Coarse-grained numerical bifurcation analysis of lattice Boltzmann models

In this paper we study the coarse-grained bifurcation analysis approach proposed by I.G. Kevrekidis and collaborators in PNAS [C. Theodoropoulos, Y.H. Qian, I.G. Kevrekidis, “Coarse” stability and bifurcation analysis using time-steppers: a reaction-diffusion example, Proc. Natl. Acad. Sci. 97 (18) (2000) 9840–9843]. We extend the results obtained in that paper for a one-dimensional FitzHugh–Nagumo lattice Boltzmann (LB) model in several ways. First, we extend the coarse-grained time stepper concept to enable the computation of periodic solutions and we use the more versatile Newton–Picard method rather than the Recursive Projection Method (RPM) for the numerical bifurcation analysis. Second, we compare the obtained bifurcation diagram with the bifurcation diagrams of the corresponding macroscopic PDE and of the lattice Boltzmann model.

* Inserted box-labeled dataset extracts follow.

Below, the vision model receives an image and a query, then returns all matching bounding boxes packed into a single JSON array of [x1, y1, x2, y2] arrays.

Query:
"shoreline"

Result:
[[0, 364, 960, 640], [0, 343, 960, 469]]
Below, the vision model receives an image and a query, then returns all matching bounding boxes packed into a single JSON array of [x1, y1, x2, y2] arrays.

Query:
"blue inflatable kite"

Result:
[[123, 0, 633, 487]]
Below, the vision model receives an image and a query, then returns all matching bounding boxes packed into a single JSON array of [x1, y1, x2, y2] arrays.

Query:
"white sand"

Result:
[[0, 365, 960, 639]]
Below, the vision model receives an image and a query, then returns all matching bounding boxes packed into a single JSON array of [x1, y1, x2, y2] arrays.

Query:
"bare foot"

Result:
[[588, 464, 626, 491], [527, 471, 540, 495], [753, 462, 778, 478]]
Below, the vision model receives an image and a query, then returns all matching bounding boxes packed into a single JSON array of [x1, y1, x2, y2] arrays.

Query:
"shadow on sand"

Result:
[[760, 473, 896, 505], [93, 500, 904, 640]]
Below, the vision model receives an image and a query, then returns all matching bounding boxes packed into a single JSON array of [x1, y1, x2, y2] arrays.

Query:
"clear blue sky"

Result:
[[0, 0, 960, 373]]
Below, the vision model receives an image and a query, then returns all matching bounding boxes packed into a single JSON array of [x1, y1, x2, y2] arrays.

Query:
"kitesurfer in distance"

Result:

Most importantly, we perform an extensive study of the influence of the lifting or reconstruction step on the minimal successful time step of the coarse-grained time stepper and the accuracy of the results. It is shown experimentally that this time step must often be much larger than the time it takes for the higher-order moments to become slaved by the lowest-order moment, which somewhat contradicts earlier claims.